Boston is no stranger to history (Boston Tea Party, anyone?), but history lies in other places throughout this cosmopolitan city, too. Beacon Hill is one of Boston’s oldest, most historical and, well, most expensive neighborhoods, and it’s one that is well worth your time (especially on a mildly sunny lazy Sunday afternoon, if I do say so myself).
What makes it so special?
Take Acorn Street, for example. An adored street by locals and visitors alike, this alleyway is one of the most Instagrammable in the country (seriously, photographers flock here for pictures). The picturesque cobblestones against the red-brick townhomes will make you wish you could stay there forever. But Acorn Street is just one charming section of Beacon Hill—there’s plenty more where that came from.
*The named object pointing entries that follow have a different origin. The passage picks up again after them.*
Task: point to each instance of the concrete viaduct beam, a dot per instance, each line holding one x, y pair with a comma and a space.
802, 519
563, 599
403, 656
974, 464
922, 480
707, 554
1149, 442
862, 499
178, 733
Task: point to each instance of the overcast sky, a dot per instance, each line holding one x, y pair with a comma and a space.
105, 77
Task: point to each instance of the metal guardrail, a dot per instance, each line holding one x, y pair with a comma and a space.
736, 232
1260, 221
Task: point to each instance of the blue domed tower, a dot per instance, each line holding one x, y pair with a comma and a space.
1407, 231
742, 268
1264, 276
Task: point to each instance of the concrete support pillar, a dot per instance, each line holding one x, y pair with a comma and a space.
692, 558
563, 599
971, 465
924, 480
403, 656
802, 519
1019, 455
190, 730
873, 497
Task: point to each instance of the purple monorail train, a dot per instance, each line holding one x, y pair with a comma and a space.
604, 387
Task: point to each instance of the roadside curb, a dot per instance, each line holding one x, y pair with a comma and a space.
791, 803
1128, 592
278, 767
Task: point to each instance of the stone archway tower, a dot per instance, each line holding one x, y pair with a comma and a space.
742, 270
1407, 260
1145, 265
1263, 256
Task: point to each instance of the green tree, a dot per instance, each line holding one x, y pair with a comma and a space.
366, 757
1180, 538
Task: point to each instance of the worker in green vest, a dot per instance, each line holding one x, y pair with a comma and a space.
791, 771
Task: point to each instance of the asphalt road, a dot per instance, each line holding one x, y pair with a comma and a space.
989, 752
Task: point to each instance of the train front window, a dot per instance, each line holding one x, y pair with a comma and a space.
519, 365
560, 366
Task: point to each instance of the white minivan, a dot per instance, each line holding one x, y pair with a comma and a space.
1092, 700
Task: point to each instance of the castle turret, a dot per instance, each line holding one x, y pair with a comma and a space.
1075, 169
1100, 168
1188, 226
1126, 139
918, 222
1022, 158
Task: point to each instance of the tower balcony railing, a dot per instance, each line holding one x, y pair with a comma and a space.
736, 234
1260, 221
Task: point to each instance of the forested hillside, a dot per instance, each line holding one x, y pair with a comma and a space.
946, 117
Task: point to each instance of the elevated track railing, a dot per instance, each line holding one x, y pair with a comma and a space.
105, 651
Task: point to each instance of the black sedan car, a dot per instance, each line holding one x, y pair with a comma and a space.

Charles Street is where to head to for an unmatched shopping experience, namely when it comes to antique stores and family-owned establishments. Some staples include Good, a recently revamped home goods store that also sells jewelry and accessories. Given that it’s a family neighborhood, of course it needs a store for kids. NRO Kids has all your favorite high-end brands, only in kids size! Described on their website as “your neighborhood stationary boutique”, Rugg Road Paper Company is a specialty shop that makes buying cards more than just an item on your to-do list. Other shops worth stopping into on Charles Street include Black Ink, Flat of the Hill, December Thieves, and plenty more that you’ll stumble upon on your sojourn.
What lies at the heart of quaint Beacon Hill, aside from the Instagram-worthy photo opportunities and one-of-a-kind boutiques, is the historical value. If you want to see what life was like in the late 19th century, head to the Nichols House Museum, which portrays what living in Beacon Hill during this time period was like. In fact, you might not be able to see inside a townhouse in this million-dollar neighborhood any other way. You’ll have to make time to stroll through Boston Public Garden—24 acres of flowers and foliage that is a must-do for a sunny day. Don’t forget about Boston Common though, which is the oldest park in the US, and is actually where Freedom Trail starts for you true history buffs! The Massachusetts State House is another Boston landmark located in Beacon Hill that you simply can’t skip out on (and with its signature 23-karat golden dome, that won’t be hard anyway). Finished in 1798, this structure is currently the seat of government for state affairs, but it does offer tours for visitors. And it wouldn’t be a Beacon Hill profile without mentioning the restaurant scene, which is noteworthy due to the elegant atmospheres and top-notch cuisine.
Beacon Hill is one cobblestone-filled, prestigious neighborhood that any Bostonian or outsider should take a day or two to soak up.